# Welches Rad ?? Dirt, Bmx oder Slopestyle



## 23378979 (23. Oktober 2011)

Hallo,
ich fahre seit einem Jahr DH . Nun will ich mit Tricks anfangen. Welches Rad soll ich nehmen ?? Dirt , Bmx oder Slopestyle. Ich habe in der Nähe einen Dirt- und Bmx Park.  Ich hätte allerdings auch ein leichtes , da mein aktuelles 20 kilo wiegt.Was meint ihr ?
Danke schon mal im vorraus


----------



## __Felix__ (25. Oktober 2011)

BMX, guck dich in den gängigen Shops mal um was dir beim draufgucken gefällt, und poste mal dein Budget.
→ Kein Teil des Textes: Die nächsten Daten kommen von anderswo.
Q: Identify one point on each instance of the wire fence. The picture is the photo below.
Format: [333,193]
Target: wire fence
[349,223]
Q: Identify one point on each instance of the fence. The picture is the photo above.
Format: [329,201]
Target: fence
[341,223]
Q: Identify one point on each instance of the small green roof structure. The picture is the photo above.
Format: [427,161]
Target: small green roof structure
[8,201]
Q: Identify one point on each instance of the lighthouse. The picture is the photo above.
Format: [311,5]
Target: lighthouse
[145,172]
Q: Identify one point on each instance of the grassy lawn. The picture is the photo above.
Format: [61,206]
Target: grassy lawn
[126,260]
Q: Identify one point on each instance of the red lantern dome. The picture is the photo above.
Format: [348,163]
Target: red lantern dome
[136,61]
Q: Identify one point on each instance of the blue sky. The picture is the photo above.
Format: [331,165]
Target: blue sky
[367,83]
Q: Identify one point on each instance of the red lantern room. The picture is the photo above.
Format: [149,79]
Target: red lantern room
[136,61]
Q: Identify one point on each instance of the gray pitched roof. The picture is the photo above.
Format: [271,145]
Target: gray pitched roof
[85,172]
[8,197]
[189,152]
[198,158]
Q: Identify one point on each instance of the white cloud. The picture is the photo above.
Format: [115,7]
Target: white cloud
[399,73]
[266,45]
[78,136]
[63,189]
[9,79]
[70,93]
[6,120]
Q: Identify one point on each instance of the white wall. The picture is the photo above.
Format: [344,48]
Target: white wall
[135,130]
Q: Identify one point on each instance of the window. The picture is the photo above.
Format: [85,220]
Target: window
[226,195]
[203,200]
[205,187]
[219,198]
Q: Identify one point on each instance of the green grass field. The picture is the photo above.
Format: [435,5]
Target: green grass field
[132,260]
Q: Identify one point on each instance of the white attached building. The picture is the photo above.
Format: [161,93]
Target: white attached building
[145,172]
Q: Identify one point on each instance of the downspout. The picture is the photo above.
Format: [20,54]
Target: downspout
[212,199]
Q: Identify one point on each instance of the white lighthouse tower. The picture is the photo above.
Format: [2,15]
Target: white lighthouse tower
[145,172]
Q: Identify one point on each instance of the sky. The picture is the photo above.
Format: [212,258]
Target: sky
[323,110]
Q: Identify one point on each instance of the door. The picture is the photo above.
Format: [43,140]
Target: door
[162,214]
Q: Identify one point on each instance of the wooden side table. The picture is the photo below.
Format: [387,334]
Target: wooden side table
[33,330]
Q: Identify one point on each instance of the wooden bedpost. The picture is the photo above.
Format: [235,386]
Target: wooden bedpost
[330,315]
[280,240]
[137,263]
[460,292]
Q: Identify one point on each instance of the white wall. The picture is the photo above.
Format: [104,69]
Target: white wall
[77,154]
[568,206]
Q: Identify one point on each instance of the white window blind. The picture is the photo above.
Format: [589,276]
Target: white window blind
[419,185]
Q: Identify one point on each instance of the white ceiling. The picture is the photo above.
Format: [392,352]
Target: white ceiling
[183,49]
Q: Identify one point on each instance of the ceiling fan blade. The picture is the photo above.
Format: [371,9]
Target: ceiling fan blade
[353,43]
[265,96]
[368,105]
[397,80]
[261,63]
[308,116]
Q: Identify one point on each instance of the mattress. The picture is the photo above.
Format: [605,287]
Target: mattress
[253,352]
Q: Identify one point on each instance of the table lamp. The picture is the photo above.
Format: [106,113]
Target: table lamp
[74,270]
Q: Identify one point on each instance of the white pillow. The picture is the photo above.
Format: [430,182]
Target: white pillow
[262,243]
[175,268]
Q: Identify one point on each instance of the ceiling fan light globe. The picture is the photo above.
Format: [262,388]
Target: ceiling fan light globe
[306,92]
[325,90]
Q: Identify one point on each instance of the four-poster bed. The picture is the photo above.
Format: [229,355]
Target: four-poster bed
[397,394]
Dann können wir dir helfen


----------



## MTB-News.de




----------



## 23378979 (25. Oktober 2011)

ich wanke zwischen YT Play ( Slopstyle ) und einem Norco two50 ( Dirt ).
bmx ist nichts für mich....


----------



## RISE (25. Oktober 2011)

Dann herzlich willkommen im BMX-Forum...

PS: Hier http://www.mtb-news.de/forum/forumdisplay.php?f=152


----------